総務省は2026年度、地元の資源を活用しながら、地域課題の解決につなげるビジネスの立ち上げを促す事業「ローカル10,000プロジェクト」について、公費による支援を拡充する。国と自治体を合わせた助成額の上限を現行の最大5000万円から5500万円に引き上げる。物価や人件費が高騰する中でも、地域に密着した起業・創業の動きが続くよう後押しする。
このプロジェクトでは、民間事業者と地域金融機関、自治体が連携する取り組みをサポート。国の審査を経て、事業者による施設整備や備品購入などの初期投資にかかる費用を支援する。現行は、金融機関の融資額に応じて、公費助成額の上限が2500万~5000万円。26年度は、物価高騰への対応や賃上げによる人件費確保の必要性も踏まえ、3000万~5500万円に拡充する。

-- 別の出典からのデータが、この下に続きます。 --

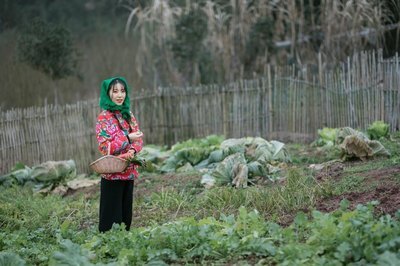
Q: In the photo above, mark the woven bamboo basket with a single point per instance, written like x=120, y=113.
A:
x=109, y=164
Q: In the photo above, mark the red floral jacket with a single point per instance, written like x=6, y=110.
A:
x=112, y=130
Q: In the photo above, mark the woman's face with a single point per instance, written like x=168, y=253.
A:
x=117, y=94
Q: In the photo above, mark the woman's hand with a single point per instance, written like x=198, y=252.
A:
x=128, y=155
x=135, y=135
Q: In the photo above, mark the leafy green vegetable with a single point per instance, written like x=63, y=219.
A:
x=377, y=130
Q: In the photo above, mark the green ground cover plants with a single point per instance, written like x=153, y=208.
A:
x=177, y=221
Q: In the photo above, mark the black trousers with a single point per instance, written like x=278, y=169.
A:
x=116, y=197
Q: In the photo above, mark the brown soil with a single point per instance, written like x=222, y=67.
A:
x=147, y=185
x=380, y=185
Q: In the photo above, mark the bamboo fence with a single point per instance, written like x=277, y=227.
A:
x=289, y=104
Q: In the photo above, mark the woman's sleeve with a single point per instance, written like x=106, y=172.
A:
x=109, y=135
x=138, y=143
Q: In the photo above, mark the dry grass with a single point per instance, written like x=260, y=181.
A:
x=342, y=24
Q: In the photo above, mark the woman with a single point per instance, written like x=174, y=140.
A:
x=117, y=133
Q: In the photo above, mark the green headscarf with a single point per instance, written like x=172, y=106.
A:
x=107, y=104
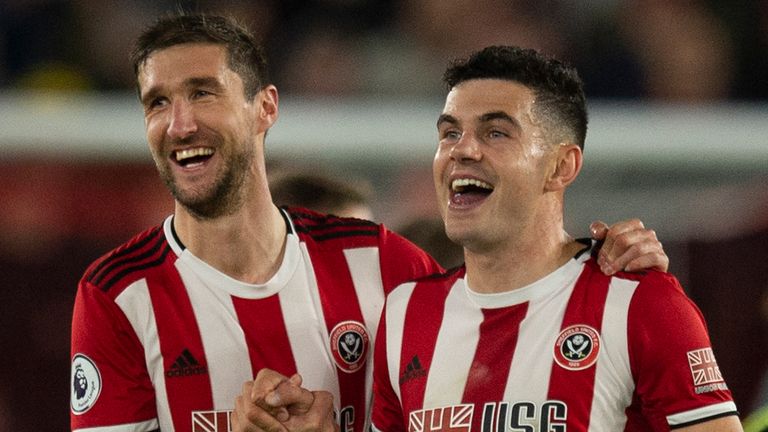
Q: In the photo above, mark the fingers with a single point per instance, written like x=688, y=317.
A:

国と自治体が支援する前提として、地域金融機関が公費助成額以上の無担保融資を実施することが条件となっている。また、金融機関の融資額が大きいほど公費助成の上限額も高くなる仕組み。金融機関と自治体が協調して事業者に資金を提供しつつ、ビジネスが軌道に乗るようアドバイスをするなど伴走支援を行う想定だ。
これまでに、地場産品の製造と販売ができる拠点を整備したり、廃校となった小学校の体育館をビール醸造所として活用したりといった事例がある。